Bankruptcies in the exploration and production sector have continued to accelerate this year and could climb past 2015 levels, according to a report by Moody’s Investors Service.
The report, published on Tuesday, found that the number of defaults in the E&P sector could be on par with the telecommunications bust in the early 2000s.
Moody’s recorded 17 oil & gas bankruptcies in its Ultimate Recovery Database in 2015 with 15 of those being filed by E&P firms, one from an oilfield services firm and one from a drilling firm.
Despite oil prices climbing back near the $50 per barrel mark, the report found that E&P bankruptcies have accelerated in 2016.
Moody’s found that the number of E&P bankruptcies has nearly doubled year-over-year since 2015.
The number of oil and gas defaults could wind up trumping the 43 company bankruptcies Moody’s recorded for the three-year period between 2001 and 2003 during the telecom bust.
“When all the data is in, including 2016 bankruptcies, it may very well turn out that this oil & gas industry crisis has created a segment-wide bust of historic proportions,” Senior Vice President at Moody’s David Keisman said.
Firm-wide recovery rates for the E&P bankruptcies averaged only 21 percent in 2015, “significantly lower than the historical average” of 58.6 percent for all E&P bankruptcies filed prior to 2015, according to the report.
The report also found that reserve based loans on average recovered 81 percent, “significantly lower” than the 98 percent recovered in prior energy E&P bankruptcies from 1987 to 2014.
That reduction was in line with an overall dip in average recovery levels tied to other bank debt instruments compared to previous bankruptcies.
The report also noted that distressed exchanges did little to help companies avoid default.
According to Moody’s, more than half of the E&P companies that completed distressed exchanges still filed for Chapter 11 bankruptcy protection within one year.
Debt levels in the oil gas sector have been surging amid two years of low commodity prices.
According to data collected by Bloomberg, oil majors have seen their debt burden double to $138 billion over the last 16 years while the world’s top five oil firms have seen their net debt rise tenfold since 2008.
A report published by law firm Haynes and Boone earlier this year found that 90 North American oil and gas producers filed for bankruptcy since the beginning of 2015.
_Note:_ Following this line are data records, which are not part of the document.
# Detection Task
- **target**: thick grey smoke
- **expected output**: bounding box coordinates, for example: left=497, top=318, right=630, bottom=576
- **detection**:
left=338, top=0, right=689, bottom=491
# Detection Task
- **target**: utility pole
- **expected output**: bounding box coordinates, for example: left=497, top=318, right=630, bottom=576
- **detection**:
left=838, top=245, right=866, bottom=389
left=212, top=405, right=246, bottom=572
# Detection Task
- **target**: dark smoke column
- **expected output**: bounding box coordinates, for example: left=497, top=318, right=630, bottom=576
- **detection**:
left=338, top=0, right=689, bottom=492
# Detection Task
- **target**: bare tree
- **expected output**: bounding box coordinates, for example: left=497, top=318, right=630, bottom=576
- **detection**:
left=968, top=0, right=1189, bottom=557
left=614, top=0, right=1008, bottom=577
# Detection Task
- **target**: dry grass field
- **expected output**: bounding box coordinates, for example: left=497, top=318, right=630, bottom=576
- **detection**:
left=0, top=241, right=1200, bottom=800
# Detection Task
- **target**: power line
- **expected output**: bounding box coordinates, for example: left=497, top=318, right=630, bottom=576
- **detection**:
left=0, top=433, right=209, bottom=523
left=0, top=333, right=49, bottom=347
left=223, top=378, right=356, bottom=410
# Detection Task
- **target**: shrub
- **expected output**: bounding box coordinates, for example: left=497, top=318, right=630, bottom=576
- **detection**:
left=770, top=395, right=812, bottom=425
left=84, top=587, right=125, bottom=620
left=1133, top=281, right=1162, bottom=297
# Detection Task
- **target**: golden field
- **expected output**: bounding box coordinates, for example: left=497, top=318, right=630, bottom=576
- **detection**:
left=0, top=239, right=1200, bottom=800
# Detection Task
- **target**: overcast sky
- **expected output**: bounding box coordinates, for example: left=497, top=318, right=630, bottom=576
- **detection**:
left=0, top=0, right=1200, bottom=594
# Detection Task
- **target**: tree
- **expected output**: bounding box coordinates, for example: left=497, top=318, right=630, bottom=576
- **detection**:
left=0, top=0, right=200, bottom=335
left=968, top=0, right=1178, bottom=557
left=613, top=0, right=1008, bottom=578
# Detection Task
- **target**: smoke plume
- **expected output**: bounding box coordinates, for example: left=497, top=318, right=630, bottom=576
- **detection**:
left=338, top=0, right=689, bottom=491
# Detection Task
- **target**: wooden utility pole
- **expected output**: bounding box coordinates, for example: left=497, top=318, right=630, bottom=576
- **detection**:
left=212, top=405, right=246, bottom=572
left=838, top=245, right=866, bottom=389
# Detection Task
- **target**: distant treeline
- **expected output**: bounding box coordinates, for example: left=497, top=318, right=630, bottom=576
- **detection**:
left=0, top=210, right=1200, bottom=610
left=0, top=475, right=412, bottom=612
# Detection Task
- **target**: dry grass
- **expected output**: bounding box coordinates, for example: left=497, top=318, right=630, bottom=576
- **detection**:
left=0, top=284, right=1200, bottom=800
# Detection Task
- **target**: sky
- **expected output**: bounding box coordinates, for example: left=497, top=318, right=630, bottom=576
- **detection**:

Thee bankruptcies, including Chapter 7, Chapter 11, Chapter 15 and Canadian cases, involve about $66.5 billion in cumulative secured and unsecured debt.
Forty eight producers have filed bankruptcy so far this year as of the start of August, representing $49.3 billion in cumulative secured and unsecured debt.
Patrick Hughes of Haynes and Boone told the Financial Times on Monday that lenders may become less willing to keep companies afloat if default seems likely.
“We are reaching the point where kicking the can down the road and waiting for prices to rise is no longer an option,” Hughes told the paper.